Graduate students Hailey Yondo and Jenna Haag map the supply and demand of Georgia’s trout fishery in space and time
Graduate students Hailey Yondo and Jenna Haag in the Warnell School of Forestry at the University of Georgia have been collaborating on a project with the Georgia Department of Natural Resources to map the supply and demand of trout in Georgia. Hailey has been working with the demand side of the fishery equation while Jenna has been focusing on the supply.
Jenna has been analyzing the biological aspects of the project, exploring questions such as where trout have been sampled in the past, where trout are being stocked by the DNR, and where trout currently persist. Her project aims to combine her own research, as well as Hailey’s, to map the current supply of trout and model future distributions. The goal of Jenna’s project is to map the overlap of supply and demand of the trout resource and identify any gaps between the two, along with predicting future stream temperatures to determine where trout can persist in a warming climate. Her research area consists of 38 counties in Northern Georgia, bordering South Carolina, Tennessee, and Alabama. She is working on building an air temperature to stream temperature model to determine where trout habitat may be lost in the future under different warming scenarios. She states that most of the trout in Georgia already live on the upper edge of their thermal tolerance and her job is to predict the amount of already limited trout habitat that will be lost due to various factors, including climate change.

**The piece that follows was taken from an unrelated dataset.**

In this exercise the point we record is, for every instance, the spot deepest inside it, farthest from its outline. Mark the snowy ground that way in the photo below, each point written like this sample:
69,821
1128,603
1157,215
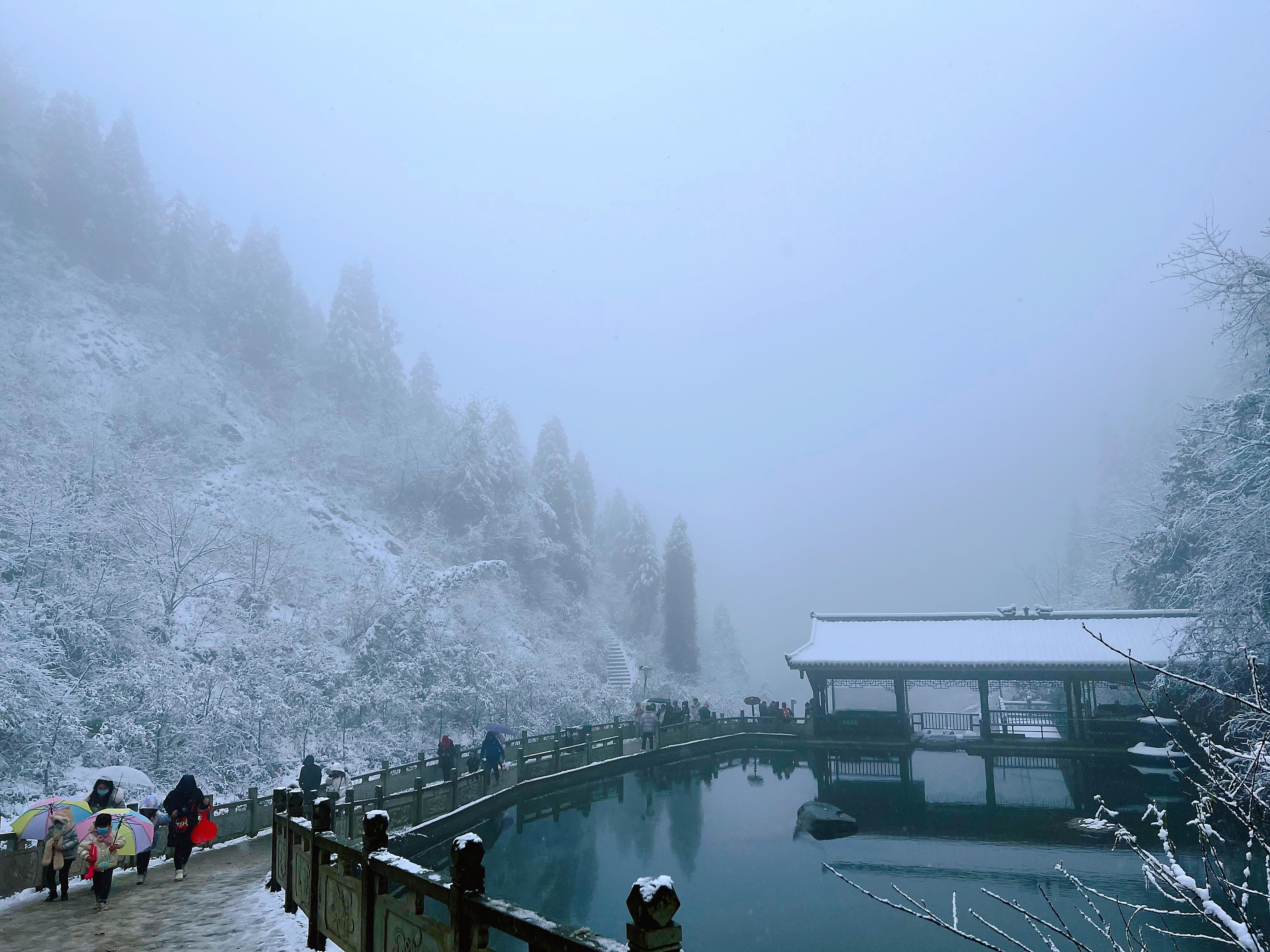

Hailey Yondo’s research project similarly focuses on where people are currently trout fishing, where they are coming from, and where the pressure is in hopes of figuring out where trout fishing may be available in the future in comparison to where it is available now. Soliciting information from trout anglers is critical in figuring out the most efficient way to stock trout. Hailey’s project sent a survey out to 4000 trout anglers, 1000 of which had lifetime licenses that are typically purchased for hunting. Questions asked included anglers’ satisfaction with the fishery, whether they kept or released their fish, if they used private or public land, if they were going to fish next year, and what type of bait they used. Results were broken down by bait type and the DNR was impressed with how satisfied people were. Hailey has created heat maps to show where people fish based on recorded trips to each county and zip code. The survey also asked anglers whether they thought that the trout license cost should be increased or reduced and why, as well as whether they would rather catch one big trout or two smaller trout. As a result, the DNR recently increased the price of the trout license because more people said that they would tolerate an increase over a reduction as long as the extra money was put toward conservation. The DNR is also going to start raising trout to a larger size for stocking and stock more frequently year-round. This poses new questions for research: Will stocking trout year-round change seasonality? When will people be angling if it becomes available year-round?